Nel caso del sex work indiretto, invece, si entra nella sfera virtuale. Si parla, dunque, di chat erotiche o di siti dichiaratamente a luci rosse che chiedono dei soldi in cambio di incontri a distanza con dei sex worker. Oppure di uomini o donne che «agganciano» dei clienti su Facebook o su altri social facendosi garantire un qualsiasi tipo di guadagno (soldi su un conto, ricariche, ecc.) in cambio di foto o video ad alto contenuto erotico o pornografico.
È legale fare il sex worker?
Va detto subito che in Italia il lavoro del sex worker non è reato, a meno che venga svolto all’interno di una delle cosiddette case di tolleranza. Quello che, invece, viene penalmente punito è lo sfruttamento ed il favoreggiamento della prostituzione.
La legge Merlin [1] punisce con la reclusione da due a sei anni lo sfruttamento della prostituzione, vale a dire chi trae profitto dal guadagno di un sex worker anche se quest’ultimo è d’accordo di condividerlo con altri in modo spontaneo.

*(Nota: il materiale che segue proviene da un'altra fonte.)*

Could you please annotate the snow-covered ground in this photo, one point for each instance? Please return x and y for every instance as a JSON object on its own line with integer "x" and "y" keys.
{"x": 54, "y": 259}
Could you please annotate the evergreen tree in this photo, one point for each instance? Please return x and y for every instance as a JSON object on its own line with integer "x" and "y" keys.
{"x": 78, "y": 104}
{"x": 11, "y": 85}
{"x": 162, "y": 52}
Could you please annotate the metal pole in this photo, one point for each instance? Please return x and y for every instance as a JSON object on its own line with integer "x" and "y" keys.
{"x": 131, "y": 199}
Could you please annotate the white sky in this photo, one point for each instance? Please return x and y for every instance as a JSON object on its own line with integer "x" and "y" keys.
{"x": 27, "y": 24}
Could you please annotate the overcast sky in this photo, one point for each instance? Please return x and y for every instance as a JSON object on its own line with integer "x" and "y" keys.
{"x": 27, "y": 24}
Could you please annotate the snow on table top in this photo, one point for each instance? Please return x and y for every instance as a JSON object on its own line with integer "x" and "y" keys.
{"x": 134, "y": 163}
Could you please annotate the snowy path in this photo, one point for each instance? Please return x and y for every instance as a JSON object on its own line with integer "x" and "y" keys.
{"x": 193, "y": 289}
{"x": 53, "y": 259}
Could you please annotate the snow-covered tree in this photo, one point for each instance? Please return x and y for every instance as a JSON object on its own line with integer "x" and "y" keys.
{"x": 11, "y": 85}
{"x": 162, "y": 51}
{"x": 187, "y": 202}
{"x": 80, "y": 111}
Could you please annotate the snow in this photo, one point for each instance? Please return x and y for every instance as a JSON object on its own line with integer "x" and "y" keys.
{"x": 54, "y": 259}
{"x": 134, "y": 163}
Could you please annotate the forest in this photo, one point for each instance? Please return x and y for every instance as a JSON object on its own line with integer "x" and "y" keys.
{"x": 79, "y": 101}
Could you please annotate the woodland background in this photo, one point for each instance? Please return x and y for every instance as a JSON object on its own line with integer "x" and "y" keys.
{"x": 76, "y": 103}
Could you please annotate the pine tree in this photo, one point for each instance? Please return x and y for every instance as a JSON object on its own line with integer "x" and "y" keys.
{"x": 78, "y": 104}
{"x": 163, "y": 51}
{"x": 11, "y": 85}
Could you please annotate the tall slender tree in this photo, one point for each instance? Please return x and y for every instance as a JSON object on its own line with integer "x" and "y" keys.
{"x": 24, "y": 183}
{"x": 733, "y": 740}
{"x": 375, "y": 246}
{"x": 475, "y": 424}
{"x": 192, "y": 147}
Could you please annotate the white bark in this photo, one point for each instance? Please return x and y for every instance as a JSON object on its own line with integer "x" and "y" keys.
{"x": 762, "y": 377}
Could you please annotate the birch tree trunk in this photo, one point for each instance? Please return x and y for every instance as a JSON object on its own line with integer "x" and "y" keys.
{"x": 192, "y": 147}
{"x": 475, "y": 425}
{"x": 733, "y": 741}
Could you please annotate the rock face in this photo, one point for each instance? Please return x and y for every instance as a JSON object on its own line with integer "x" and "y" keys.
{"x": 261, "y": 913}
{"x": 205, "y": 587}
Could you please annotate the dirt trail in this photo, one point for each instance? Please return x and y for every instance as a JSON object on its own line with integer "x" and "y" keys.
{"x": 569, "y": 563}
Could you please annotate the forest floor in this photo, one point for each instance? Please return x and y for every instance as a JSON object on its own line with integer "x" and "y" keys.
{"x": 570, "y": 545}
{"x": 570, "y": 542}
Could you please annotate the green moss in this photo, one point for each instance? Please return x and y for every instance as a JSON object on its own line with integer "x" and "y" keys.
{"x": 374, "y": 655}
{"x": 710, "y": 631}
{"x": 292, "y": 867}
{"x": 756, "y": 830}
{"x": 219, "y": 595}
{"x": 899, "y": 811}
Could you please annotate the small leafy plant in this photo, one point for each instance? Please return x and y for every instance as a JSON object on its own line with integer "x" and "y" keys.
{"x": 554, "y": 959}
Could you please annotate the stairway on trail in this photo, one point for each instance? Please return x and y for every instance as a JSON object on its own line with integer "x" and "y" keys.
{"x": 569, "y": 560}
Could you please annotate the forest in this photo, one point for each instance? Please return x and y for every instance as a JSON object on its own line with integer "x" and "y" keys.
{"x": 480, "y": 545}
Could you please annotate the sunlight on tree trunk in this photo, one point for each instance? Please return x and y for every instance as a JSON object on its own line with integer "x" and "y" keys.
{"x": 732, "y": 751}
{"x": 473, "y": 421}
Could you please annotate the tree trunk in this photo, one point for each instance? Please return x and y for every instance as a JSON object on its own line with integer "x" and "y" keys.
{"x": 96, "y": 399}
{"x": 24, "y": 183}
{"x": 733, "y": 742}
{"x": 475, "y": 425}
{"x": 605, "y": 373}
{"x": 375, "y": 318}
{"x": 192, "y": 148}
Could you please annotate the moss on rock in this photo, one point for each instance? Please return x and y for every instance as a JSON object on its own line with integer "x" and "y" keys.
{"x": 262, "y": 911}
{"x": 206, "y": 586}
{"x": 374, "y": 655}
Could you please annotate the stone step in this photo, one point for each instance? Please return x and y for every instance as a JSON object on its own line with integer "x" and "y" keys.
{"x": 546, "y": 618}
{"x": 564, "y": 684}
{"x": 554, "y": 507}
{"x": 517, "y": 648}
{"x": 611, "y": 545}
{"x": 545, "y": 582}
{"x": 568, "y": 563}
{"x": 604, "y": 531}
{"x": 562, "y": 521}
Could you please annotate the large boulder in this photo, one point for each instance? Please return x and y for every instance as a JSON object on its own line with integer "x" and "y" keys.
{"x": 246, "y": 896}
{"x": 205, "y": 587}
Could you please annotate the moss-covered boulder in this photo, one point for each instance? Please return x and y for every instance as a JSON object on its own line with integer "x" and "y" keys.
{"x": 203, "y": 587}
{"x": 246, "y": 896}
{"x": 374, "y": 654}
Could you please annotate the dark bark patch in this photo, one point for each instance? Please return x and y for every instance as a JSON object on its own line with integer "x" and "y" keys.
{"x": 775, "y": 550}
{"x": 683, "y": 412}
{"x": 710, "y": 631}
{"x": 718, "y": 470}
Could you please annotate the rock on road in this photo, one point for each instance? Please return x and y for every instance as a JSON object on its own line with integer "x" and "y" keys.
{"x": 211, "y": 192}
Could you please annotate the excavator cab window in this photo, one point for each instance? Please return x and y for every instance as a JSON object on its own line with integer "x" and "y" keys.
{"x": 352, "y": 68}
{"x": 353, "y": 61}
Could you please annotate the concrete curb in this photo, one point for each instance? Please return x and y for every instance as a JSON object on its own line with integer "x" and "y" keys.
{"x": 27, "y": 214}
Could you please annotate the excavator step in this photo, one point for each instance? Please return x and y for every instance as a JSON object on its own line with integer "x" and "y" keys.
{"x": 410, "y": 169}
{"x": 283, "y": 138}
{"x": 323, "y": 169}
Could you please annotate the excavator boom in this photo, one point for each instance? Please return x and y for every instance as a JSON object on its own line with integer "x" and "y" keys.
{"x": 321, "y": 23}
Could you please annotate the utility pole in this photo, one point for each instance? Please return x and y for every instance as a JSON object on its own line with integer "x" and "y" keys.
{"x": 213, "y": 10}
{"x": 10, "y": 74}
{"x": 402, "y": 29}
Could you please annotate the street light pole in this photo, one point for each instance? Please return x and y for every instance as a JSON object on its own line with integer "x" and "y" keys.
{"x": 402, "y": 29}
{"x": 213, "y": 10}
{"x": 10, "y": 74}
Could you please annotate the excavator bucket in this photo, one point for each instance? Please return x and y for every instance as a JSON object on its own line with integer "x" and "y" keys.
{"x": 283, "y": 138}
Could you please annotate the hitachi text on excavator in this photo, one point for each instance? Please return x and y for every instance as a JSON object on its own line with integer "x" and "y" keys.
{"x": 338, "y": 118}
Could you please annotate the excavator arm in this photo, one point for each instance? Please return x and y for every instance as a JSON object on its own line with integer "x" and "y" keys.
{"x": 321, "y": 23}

Viene anche punito chi facilita l’esercizio della prostituzione, cioè chi accompagna il sex worker sul luogo di lavoro, chi mette degli annunci particolarmente accattivanti per agevolare la prostituta a procurarsi dei clienti, ecc.
La legge, infine, punisce con la reclusione fino a sei anni chi mette a disposizione dei luoghi in cui poter esercitare la prostituzione. Nello specifico, chiunque:
- abbia la proprietà, oppure solamente amministri, gestisca o diriga una casa chiusa;
- conceda in locazione un proprio locale per farvi svolgere consapevolmente l’attività di prostituzione;
- tolleri, all’interno del proprio locale pubblico o del locale che gestisce, l’esercizio della prostituzione (un pub, un night club, casa sua, ecc.).
Detto questo, il sex worker non commette reato con il proprio lavoro poiché, secondo la legge, è una sua scelta volontaria il fatto di prostituirsi, cioè di concedere il proprio corpo per prestazioni a pagamento. Purché, però, ciò non comporti una diminuzione permanente dell’integrità fisica o sia contrario alla legge, all’ordine pubblico o al buon costume.
Allo stesso modo, chi paga un sex worker per avere una prestazione sessuale non commette reato, a condizione che si tratti di una prestazione sessuale offerta da una persona maggiorenne e consenziente.
Tale professione è anche tassata, ai sensi dell’art. 36 comma 34bis Legge 248/2006 e Sentenza Corte Costituzionale n. 141/2019.